AI Scientist - Adaptive Optics Ophthalmic Imaging

Wednesday 22nd September 2021

Organization National Eye Institute, National Institutes of Health

Location Bethesda, Maryland Title AI Scientist - Adaptive Optics Ophthalmic Imaging


Email Address

Description A full-time staff position is available in the Clinical and Translational Imaging Unit, located within the Ophthalmic Genetics and Visual Function Branch, National Eye Institute, National Institutes of Health (NIH) in Bethesda, Maryland, USA, to study the cellular manifestation of retinal diseases. The lab has developed multimodal imaging tools for imaging neurons, cells, and capillaries in patients’ eyes using state-of-the-art, custom-built adaptive optics imaging instruments.

We are looking for someone who is deeply knowledgeable about working with challenging AI/deep learning projects in the medical imaging field, and is interested in applying their skillset to clinical applications in the NEI Eye Clinic. Prior experience developing novel image analysis algorithms to quantify metrics of interest from medical imaging data is required. Familiarity with one or more of the following will be viewed favorable: medical image analysis, artificial intelligence-based methods, optical imaging, human subjects research, and/or working with custom optical instrumentation. Top applicants will have strong scientific programming skills with expertise in C, C++, Python, Matlab, and other languages, Experience using Git repositories and/or other version control applications will be viewed favorably.

Successful candidates will work in a highly collaborative and diverse, multidisciplinary team consisting of optical and electrical engineers, clinicians, biologists, and other programmers.
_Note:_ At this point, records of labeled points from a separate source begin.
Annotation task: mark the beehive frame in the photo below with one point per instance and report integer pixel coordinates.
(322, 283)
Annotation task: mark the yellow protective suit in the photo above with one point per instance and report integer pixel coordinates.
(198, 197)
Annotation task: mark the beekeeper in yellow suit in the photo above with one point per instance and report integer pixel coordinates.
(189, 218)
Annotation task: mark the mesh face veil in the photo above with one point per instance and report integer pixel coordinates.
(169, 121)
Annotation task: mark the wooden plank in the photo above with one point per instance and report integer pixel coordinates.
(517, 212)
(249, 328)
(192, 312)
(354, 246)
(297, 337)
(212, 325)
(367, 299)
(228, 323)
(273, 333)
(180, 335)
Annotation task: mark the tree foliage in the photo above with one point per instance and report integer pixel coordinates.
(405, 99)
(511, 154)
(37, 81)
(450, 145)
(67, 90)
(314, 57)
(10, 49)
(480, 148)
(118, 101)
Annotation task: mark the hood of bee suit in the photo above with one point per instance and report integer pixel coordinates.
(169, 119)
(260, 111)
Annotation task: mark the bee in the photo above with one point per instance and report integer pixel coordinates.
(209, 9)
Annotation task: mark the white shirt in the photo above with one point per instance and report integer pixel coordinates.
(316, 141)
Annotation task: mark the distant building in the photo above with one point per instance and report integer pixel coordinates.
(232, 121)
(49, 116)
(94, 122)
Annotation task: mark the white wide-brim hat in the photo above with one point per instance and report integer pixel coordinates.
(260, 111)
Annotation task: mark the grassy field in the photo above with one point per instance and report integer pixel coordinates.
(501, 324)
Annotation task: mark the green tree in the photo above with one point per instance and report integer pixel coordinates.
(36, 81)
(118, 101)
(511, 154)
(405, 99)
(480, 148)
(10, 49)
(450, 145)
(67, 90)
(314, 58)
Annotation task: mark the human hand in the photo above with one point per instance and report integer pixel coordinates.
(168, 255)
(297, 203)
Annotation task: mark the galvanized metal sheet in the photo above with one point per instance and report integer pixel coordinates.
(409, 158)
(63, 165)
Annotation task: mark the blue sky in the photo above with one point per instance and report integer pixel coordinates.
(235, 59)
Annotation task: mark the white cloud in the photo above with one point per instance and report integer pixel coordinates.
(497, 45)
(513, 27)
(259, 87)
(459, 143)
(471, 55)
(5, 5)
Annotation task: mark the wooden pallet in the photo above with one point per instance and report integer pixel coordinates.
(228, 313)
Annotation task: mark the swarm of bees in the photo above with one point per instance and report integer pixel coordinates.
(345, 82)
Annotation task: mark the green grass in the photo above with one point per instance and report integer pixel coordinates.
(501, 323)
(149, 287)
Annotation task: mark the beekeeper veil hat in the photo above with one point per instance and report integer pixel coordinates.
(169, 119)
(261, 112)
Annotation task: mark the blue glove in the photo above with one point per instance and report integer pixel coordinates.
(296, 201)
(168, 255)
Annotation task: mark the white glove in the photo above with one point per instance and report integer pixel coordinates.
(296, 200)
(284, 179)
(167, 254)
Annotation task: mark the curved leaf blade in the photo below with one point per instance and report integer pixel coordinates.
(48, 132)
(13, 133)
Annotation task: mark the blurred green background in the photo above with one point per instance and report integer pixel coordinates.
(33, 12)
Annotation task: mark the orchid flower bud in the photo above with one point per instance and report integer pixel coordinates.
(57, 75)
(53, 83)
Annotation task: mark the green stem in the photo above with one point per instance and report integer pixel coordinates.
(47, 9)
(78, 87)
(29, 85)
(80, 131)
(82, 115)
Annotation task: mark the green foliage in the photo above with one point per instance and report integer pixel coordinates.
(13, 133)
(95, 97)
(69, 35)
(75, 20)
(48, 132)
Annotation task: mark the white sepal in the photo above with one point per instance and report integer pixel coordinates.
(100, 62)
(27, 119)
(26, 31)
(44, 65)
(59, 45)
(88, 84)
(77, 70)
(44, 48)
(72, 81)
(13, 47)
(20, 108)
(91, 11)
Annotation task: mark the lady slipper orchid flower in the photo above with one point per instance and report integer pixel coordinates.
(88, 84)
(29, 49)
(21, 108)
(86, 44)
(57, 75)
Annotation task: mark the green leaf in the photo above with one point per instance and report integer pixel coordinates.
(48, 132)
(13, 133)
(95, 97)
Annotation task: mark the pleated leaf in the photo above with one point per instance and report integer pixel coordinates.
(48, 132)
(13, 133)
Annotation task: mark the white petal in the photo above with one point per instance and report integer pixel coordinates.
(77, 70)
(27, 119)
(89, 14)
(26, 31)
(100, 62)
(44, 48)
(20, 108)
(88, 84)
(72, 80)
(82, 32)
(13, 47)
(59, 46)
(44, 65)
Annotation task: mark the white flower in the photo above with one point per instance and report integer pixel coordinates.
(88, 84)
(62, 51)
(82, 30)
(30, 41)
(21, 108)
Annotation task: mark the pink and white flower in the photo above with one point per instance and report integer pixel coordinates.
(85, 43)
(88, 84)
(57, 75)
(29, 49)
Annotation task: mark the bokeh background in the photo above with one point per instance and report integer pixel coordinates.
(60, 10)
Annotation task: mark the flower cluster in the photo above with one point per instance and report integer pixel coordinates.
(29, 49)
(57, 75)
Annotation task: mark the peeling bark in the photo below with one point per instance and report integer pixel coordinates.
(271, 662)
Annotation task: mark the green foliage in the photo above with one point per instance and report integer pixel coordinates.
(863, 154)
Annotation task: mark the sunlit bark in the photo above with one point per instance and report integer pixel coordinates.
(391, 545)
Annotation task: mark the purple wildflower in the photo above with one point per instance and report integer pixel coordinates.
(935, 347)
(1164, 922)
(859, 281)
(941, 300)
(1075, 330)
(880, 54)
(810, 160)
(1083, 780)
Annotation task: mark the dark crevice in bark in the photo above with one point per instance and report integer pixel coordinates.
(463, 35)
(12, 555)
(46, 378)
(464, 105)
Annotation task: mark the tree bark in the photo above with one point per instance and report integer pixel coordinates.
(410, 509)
To apply, submit by email the following items: (1) a full CV that includes the names and dates of all current and previous research mentors/supervisors and the candidate’s past research projects, (2) contact information for 3 references, (3) a list of what scientific problems you would be interested in working on, and (4) a brief description of a couple of the most challenging projects that you have had to work on in your scientific career to date and what your specific role was in seeing those projects through to completion. Informal inquiries are welcomed.